April 25, 2016

2 Min Read
OSHA Seeks $119k in Fines Following Paper Mill Death

The Department of Labor’s Occupational Safety and Health Administration is seeking $119,000 in fines from a Ladysmith, WI paper mill after a man was killed while servicing a high-speed conveyor belt last October, the agency announced on Monday.

A 46-year-old man was injured at the mill operated by Clearwater Paper Corporation, a subsidiary of Cellu Tissue-City Forest LLC, in Ladysmith on Oct. 27, 2015. The man later died of his injuries. The agency cited Cellu Tissue-City Forest LLC for one willful violation, one repeat violation, and two serious safety violations on April 21.

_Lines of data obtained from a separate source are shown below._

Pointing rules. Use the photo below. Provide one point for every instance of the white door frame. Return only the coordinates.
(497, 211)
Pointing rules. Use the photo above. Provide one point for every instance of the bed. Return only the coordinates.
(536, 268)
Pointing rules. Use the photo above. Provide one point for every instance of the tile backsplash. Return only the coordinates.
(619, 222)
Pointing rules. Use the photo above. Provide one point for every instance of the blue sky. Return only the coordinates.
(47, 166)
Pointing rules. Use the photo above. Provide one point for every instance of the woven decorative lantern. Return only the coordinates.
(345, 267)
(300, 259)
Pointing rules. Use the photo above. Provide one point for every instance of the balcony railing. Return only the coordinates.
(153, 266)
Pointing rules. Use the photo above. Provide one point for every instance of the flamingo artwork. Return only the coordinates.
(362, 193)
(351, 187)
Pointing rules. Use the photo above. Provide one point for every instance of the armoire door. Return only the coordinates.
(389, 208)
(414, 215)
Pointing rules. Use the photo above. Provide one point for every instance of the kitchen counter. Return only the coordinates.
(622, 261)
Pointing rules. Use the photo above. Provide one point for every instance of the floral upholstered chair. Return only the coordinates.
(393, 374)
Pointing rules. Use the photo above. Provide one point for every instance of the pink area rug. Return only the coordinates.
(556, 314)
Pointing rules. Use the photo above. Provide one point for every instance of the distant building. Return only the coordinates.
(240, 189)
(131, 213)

“Workers at the Clearwater Paper mill were exposed to dangerous machine hazards on a daily basis because their employer failed to properly prevent contact with operating machinery,” OSHA’s regional director in Eau Claire, Mark Hysell, said in a press release. “This man's death is tragic and was preventable. Despite incidents like this one, machine hazards continue to be one of the most frequently cited federal worker safety violations. It takes just minutes to stop and put safety first."

OSHA said that investigators discovered that mill employees “routinely” work beneath high-speed conveyor and sheet-fork sections of the wet lap machine during production. The agency asserts that these conditions exposes workers to the risk severe injury or fatality, as the operating machinery could pull them in or a machine part could strike them.   

The mill employs about 80 people and produces more than 40,000 tons of paper annually, used as napkins, paper towels, and bath and facial tissue products.